Her devotion to mathematics became so intense that her father put a stop to her mathematics lessons. That didn’t stop her as she read Algebra books at night while the household slept.
Sofia Kovalevskaya: Aiming higher and higher
As her father wouldn’t allow her to leave home to study at a university and women in Russia at that time weren’t allowed to live separately from their families, Sofia was forced to marry Vladimir Kovalevski, a young palaeontologist, at the age of 18.
Unfortunately, her relationship with her husband throughout her life was full of quarrels and misunderstandings. But she still worked to realize her dream even as other people helped her, realizing how smart she was.
She went to Heidelberg in 1869 to study mathematics and the natural sciences, but was only allowed to attend classes unofficially as women weren’t allowed to matriculate.
She moved to Berlin in 1871 to study at the university but again, they refused to let her attend the courses. In 1874, she completed three papers and she was granted her doctorate, summa cum laude, from Göttingen University.

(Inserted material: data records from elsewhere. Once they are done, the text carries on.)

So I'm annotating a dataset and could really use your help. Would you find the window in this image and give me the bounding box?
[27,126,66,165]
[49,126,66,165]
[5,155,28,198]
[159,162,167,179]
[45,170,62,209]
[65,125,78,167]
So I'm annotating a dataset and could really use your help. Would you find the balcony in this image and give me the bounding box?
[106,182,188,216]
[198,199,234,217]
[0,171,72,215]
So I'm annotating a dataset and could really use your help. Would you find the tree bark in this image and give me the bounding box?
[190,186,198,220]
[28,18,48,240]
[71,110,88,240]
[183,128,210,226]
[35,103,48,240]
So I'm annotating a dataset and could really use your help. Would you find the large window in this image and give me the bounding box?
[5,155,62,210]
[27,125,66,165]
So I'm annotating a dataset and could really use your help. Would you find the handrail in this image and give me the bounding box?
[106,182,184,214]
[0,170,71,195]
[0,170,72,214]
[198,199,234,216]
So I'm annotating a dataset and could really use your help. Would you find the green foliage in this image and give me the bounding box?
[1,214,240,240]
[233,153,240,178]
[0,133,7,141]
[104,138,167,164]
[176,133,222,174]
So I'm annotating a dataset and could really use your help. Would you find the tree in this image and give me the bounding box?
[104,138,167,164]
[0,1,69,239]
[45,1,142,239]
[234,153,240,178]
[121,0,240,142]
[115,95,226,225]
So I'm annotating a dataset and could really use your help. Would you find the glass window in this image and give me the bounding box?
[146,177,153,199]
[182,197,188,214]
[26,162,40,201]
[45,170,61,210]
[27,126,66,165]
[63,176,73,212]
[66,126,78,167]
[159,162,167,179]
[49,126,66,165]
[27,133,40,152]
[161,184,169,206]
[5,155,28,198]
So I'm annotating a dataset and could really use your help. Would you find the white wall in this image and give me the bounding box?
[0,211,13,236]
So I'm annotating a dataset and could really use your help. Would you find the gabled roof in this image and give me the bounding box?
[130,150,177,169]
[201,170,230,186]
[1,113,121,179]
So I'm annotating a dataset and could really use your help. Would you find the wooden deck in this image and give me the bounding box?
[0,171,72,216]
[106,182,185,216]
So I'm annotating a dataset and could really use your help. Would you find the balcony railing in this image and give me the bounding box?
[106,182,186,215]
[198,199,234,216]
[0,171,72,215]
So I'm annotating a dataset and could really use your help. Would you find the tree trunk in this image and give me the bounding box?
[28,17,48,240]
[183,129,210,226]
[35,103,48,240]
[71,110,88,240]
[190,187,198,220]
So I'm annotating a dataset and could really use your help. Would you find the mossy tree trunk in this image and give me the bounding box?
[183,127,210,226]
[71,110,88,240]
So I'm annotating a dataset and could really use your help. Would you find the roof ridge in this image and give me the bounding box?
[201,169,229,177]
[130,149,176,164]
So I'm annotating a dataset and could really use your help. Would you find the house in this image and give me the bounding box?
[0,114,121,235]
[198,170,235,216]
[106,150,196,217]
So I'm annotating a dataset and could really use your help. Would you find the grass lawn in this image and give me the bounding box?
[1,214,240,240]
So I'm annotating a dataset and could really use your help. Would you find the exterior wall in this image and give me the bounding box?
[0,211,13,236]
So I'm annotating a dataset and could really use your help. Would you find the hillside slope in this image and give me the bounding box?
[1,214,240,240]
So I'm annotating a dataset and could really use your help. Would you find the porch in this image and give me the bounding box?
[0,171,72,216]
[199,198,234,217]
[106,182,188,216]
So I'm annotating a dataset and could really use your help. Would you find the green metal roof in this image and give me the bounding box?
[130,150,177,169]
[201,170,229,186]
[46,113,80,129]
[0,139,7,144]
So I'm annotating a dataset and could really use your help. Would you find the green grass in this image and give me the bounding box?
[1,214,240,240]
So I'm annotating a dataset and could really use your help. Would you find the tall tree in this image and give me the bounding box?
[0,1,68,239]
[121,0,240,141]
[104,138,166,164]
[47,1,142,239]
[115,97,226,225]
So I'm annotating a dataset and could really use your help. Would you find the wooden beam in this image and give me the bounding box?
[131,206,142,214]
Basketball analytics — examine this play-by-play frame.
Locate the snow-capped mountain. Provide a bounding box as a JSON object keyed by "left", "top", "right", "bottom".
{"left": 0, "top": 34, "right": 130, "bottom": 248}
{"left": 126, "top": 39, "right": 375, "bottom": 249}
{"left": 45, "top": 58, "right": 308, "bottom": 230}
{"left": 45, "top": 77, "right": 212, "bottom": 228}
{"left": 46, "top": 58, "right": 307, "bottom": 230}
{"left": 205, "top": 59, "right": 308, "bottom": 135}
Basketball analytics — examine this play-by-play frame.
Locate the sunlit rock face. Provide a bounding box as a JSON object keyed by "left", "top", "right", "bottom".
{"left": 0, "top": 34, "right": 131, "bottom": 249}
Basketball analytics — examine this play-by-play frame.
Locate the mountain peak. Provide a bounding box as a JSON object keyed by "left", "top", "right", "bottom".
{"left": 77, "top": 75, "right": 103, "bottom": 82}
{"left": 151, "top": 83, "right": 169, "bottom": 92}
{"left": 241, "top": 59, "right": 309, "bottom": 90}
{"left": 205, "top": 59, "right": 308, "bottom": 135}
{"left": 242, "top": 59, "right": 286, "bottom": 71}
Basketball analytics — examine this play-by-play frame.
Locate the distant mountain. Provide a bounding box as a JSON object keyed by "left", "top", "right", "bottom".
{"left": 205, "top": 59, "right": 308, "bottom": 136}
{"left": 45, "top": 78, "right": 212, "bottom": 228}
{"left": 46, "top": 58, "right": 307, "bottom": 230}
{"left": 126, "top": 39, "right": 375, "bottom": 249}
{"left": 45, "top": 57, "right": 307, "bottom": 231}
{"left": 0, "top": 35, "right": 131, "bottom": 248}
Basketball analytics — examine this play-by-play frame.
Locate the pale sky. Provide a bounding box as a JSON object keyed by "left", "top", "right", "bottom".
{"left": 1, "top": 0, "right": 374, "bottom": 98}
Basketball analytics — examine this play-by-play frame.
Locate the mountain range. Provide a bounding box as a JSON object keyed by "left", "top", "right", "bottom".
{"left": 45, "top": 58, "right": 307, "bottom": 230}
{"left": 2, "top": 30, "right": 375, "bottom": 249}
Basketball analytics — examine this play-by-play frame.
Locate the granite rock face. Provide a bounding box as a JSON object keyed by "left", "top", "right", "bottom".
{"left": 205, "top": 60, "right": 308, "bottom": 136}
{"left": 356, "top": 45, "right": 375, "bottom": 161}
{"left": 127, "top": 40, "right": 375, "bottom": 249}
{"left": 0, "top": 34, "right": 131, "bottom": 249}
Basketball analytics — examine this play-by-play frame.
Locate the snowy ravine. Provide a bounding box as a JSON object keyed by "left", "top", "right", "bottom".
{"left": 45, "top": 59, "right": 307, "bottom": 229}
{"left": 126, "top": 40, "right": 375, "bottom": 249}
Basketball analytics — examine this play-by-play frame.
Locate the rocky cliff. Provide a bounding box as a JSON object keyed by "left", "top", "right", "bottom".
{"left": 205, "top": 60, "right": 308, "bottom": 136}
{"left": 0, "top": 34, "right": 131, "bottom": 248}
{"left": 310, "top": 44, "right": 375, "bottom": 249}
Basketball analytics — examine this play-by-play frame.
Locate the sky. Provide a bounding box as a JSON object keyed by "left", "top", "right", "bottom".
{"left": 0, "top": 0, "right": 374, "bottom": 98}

Sofia Kovalevskaya: Her accomplishments
Though she couldn’t a teaching position because she was a woman, there was a time she was unemployed and didn’t do any research. During that, she gave birth to a daughter in 1878.
Fortunately, she returned to her studies in 1880. She separated from her husband in 1881 and two years later, Vladimir killed himself. To avoid feelings of guilt, she committed herself to her work.
Through the help of a friend, GöstaMittag-Leffler, she got a position as private docent in Stockholm University. In 1884, she began to lecture there in early 1884 was was appointed to a 5-year extraordinary professorship of that same year.
In 1889, she was the first woman to hold a chair at a European university since Laura Bassi and Maria Gaetana Agnesi .
Sofia became the editor of the journal Acta Mathematica and took part in international conferences. She won the Prix Bordin in 1886 for one of her papers, which included the grand prize of 5,000 francs.
In 1889, she won a prize from the Swedish Academy of Sciences and then was elected a member of the Imperial Academy of Sciences. More importantly, they changed the rules at the Imperial Academy to allow the election of a woman.
Sofia Kovalevskaya: The secret lesbian
Though a lot has been said about Sofia’s exploits in mathematics, not much is known about her being a secret lesbian.
After the death of her her husband, she managed to get a teaching position at Stockholm University thanks to Swedish mathematician Gösta Mittag-Leffler.
However, she had met Gösta through his sister, author Anne Charlotte Leffler. The two had met each other while students in Berlin.
Sofia helped Anne publish a book Kampen för lyckan (“The Struggle for Happiness”) in 1888.
More important, Anne supposedly had an intimate “romantic friendship” with Sofia until the latter’s death at the age of 41 due to influenza complicated by pneumonia.
The rest of Sofia’s story as a woman who loved other women, unfortunately, is lost in history.